Autoinverse: Uncertainty Aware Inversion of Neural Networks (Navid Ansari)
Neural networks are powerful surrogates for numerous forward processes. The inversion of such surrogates is extremely valuable in science and engineering. The most important property of a successful neural inverse method is the performance of its solutions when deployed in the real world, i.e., on the native forward process (and not only the learned surrogate). We propose Autoinverse, a highly automated approach for inverting neural network surrogates. Our main insight is to seek inverse solutions in the vicinity of reliable data which have been sampled form the forward process and used for training the surrogate model. Autoinverse finds such solutions by taking into account the predictive uncertainty of the surrogate and minimizing it during the inversion. Apart from high accuracy, Autoinverse enforces the feasibility of solutions, comes with embedded regularization, and is initialization free. We verify our proposed method through addressing a set of real-world problems in control, fabrication, and design.

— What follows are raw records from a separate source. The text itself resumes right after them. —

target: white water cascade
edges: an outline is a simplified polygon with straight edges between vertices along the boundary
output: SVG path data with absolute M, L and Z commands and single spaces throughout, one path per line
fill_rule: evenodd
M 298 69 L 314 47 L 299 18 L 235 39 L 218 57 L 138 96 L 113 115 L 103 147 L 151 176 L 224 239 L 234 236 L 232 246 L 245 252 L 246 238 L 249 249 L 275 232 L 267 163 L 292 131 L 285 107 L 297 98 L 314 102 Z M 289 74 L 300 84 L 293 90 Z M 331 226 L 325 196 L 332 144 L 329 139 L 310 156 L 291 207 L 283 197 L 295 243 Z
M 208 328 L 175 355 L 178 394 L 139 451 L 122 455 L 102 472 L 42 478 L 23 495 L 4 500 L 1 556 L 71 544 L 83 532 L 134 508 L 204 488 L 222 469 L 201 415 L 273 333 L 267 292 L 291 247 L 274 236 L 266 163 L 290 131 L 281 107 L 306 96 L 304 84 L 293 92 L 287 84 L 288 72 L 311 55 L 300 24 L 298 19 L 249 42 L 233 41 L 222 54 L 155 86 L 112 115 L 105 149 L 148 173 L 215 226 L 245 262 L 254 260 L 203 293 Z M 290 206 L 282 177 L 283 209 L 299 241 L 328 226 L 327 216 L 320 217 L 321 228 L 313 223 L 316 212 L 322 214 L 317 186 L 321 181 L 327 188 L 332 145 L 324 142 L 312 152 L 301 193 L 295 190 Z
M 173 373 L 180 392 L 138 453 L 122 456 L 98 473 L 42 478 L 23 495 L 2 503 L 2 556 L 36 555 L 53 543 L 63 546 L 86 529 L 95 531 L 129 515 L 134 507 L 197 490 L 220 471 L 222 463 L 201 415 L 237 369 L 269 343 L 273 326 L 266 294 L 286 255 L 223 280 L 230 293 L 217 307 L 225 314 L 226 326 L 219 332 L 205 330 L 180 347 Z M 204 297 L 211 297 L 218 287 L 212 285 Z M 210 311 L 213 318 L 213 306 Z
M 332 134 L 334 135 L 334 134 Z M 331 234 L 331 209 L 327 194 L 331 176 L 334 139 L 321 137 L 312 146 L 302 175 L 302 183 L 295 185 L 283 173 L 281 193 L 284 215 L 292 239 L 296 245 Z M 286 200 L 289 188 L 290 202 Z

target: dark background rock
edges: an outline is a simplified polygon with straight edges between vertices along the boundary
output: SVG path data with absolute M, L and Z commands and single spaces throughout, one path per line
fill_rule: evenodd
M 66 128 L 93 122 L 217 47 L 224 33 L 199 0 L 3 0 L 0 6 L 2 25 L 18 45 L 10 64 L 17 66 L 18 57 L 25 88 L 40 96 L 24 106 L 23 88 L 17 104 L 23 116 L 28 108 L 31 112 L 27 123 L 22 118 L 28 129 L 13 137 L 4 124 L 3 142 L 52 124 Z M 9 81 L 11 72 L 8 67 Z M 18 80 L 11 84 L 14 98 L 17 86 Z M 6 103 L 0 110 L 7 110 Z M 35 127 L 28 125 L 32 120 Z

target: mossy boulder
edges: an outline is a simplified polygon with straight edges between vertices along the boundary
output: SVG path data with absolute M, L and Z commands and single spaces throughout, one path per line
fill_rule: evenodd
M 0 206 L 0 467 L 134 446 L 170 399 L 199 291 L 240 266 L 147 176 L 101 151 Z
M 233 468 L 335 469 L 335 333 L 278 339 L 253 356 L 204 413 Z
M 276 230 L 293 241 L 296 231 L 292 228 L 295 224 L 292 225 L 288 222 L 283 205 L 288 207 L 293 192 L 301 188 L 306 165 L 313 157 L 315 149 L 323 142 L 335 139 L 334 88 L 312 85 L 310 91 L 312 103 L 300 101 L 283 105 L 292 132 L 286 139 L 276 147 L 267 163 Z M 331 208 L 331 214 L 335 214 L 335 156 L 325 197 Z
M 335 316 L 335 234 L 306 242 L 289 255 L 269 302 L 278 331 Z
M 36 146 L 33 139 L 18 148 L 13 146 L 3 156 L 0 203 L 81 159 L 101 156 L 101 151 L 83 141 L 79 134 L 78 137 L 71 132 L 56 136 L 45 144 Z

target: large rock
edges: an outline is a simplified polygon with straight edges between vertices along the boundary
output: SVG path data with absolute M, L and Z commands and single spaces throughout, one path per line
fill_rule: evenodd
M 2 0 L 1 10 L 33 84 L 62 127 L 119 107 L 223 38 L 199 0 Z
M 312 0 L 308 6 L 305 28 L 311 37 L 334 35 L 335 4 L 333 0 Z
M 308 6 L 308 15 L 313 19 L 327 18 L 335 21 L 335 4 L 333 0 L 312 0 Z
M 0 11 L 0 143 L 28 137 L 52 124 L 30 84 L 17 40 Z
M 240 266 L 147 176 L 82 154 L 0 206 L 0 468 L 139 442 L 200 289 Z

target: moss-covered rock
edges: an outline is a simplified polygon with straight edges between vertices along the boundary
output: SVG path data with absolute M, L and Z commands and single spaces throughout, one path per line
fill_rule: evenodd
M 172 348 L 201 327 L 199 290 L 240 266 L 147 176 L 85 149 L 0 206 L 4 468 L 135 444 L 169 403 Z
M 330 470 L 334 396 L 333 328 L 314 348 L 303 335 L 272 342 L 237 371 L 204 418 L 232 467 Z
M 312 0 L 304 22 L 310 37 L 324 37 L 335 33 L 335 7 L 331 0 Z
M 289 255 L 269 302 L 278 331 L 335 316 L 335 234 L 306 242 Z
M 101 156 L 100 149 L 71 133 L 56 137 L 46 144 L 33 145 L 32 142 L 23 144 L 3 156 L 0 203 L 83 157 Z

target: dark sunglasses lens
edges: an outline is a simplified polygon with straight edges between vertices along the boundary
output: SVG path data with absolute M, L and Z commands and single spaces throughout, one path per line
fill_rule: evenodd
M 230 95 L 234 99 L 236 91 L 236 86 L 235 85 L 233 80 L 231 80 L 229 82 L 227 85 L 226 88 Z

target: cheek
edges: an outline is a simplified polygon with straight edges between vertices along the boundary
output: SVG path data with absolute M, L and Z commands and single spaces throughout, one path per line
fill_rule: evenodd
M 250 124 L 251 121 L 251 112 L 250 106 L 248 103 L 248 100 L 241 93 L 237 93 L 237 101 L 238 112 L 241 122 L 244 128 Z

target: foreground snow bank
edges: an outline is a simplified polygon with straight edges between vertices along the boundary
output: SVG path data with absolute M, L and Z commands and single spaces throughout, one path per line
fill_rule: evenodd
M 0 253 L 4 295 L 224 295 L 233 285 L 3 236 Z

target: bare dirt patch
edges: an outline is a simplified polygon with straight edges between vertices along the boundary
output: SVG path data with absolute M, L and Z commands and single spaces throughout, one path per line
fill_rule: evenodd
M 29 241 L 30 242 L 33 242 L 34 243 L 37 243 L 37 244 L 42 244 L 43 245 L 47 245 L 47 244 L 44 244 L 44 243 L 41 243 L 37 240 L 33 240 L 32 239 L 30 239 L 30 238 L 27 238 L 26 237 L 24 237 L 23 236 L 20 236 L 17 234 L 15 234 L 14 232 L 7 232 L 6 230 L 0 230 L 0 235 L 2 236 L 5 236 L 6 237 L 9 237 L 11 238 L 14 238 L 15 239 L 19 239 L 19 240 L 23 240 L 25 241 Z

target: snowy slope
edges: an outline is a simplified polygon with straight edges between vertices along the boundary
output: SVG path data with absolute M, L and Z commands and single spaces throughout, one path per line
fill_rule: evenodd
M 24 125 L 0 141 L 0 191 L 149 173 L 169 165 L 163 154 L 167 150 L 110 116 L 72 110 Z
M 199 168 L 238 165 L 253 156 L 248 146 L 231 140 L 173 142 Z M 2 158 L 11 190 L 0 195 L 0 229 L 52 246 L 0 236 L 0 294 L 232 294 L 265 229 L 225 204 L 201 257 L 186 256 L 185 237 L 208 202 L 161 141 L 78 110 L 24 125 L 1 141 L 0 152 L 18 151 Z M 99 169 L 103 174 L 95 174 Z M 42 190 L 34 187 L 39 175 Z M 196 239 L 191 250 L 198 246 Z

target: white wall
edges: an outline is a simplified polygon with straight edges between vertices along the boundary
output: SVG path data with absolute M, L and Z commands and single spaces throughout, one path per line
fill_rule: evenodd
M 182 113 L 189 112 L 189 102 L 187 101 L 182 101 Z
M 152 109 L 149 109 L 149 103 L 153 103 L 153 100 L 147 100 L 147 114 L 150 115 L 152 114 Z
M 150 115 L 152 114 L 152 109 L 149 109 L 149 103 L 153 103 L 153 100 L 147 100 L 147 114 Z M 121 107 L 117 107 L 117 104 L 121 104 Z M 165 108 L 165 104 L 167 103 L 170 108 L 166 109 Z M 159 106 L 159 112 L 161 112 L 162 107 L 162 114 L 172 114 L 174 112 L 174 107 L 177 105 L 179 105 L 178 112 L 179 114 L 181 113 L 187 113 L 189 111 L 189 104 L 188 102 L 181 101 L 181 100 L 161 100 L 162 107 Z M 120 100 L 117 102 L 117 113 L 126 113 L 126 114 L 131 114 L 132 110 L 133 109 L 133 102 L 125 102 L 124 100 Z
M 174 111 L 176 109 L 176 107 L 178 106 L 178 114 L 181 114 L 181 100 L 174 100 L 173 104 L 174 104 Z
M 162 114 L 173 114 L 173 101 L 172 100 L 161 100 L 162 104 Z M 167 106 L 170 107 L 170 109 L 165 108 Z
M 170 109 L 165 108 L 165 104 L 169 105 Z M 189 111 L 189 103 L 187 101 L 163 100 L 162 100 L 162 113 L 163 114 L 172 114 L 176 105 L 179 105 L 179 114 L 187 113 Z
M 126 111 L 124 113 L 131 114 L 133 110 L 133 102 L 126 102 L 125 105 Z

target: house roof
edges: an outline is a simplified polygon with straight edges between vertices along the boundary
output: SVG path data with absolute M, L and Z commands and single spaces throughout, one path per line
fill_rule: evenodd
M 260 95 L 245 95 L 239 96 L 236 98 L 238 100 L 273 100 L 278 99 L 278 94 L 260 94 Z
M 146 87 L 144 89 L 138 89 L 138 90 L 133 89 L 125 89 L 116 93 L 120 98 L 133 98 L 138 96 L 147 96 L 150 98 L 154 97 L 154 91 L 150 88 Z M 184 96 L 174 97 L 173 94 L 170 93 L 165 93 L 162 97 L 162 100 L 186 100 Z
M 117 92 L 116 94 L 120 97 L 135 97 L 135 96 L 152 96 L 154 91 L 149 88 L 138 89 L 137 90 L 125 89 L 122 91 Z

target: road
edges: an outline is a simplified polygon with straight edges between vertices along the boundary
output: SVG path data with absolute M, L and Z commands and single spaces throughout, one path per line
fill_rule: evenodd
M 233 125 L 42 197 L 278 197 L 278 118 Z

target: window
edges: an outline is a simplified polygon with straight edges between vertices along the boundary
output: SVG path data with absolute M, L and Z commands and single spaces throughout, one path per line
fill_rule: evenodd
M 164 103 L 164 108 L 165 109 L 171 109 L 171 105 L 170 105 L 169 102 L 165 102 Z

Aligning evaluation of uncertainty-aware forecasts to their downstream usage (Novin Shahroudi)
Every forecast is ultimately used downstream; however, a forecast evaluation process typically does not consider implications on the downstream, e.g., how much value/cost the downstream task would benefit/bear using that forecast. A more general phenomenon is that a better forecast according to a specific evaluation measure may not necessarily lead to a higher value (or lower cost) for the downstream task. This issue could also be rephrased as a misalignment of a forecast evaluation process with the downstream objective. One can consider forecast evaluation directly on the downstream objective. Still, usually, it is costly, but also, a forecast might be of use to multiple downstream tasks with different objectives, so it is necessary to have an assessment of some sort from the view of both. Moreover, in many cases, at the time of issuing a forecast or building a forecasting model, its potential downstream applications may not be accessible or even known. Besides, a downstream task may not have access to the forecasting model but only to the already issued forecasts. In this talk, we are aspired to find an answer to the question: Is it possible to align the evaluation to the downstream task’s objective? And would it be possible to use existing evaluation frameworks, such as scoring rules to achieve such a goal? To answer these questions, we go through a few of our empirical results and an overview of the directions we took to understand and address the problem of aligning forecast evaluation with a downstream task's objective.